August 21, 2015

After rising in June to their highest pace in over eight years, existing-home sales in the U.S. steadily increased for the third consecutive month in July, according to the latest report from the National Association of Realtors (NAR).

NAR reports that total existing-home sales, which are completed transactions that include single-family homes, townhomes, condominiums and co-ops, increased 2.0 percent to a seasonally adjusted annual rate of 5.59 million in July from a downwardly revised 5.48 million in June.

Even more good news for the housing market, home sales in July remained at the highest pace since February 2007 (5.79 million), have now increased year-over-year for ten consecutive months, and are 10.3 percent above a year ago (5.07 million), according to NAR's report.

Lawrence Yun, NAR chief economist, says the increase in sales in July solidifies what has been an impressive growth in activity during this year's peak buying season. "The creation of jobs added at a steady clip and the prospect of higher mortgage rates and home prices down the road is encouraging more households to buy now," he said. "As a result, current homeowners are using their increasing housing equity towards the downpayment on their next purchase."

The median existing-home price for all housing types in July was $234,000, which NAR says is 5.6 percent above July 2014. July's price increase marks the 41st consecutive month of year-over-year gains.

"Despite the strong growth in sales since this spring, declining affordability could begin to slowly dampen demand," Yun added. "Realtors in some markets reported slower foot traffic in July in part because of low inventory and concerns about the continued rise in home prices without commensurate income gains."

Total housing inventory at the end of July declined 0.4 percent to 2.24 million existing homes available for sale, and is now 4.7 percent lower than a year ago (2.35 million). Unsold inventory is at a 4.8-month supply at the current sales pace, down from 4.9 months in June, according to NAR's report.

NAR says that the percent share of first-time home buyers in the market declined in July for the second consecutive month, falling from 30 percent in June to 28 percent — the lowest share since January of this year (also 28 percent). One year ago, first-time buyers represented 29 percent of all home buyers. NAR attributes this decline to "stubbornly low" inventory levels and rising home prices.

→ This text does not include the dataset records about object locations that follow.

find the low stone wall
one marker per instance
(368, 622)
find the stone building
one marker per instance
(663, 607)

"The fact that first-time buyers represented a lower share of the market compared to a year ago even though sales are considerably higher is indicative of the challenges many young adults continue to face," said Yun. "Rising rents and flat wage growth make it difficult for many to save for a downpayment, and the dearth of supply in affordable price ranges is limiting their options."

According to Freddie Mac, the average commitment rate for a 30-year, conventional, fixed-rate mortgage climbed to 4.05 percent in July from 3.98 percent in June — the first time above 4 percent since November 2014 (4.00 percent) and the highest since September 2014 (4.16 percent).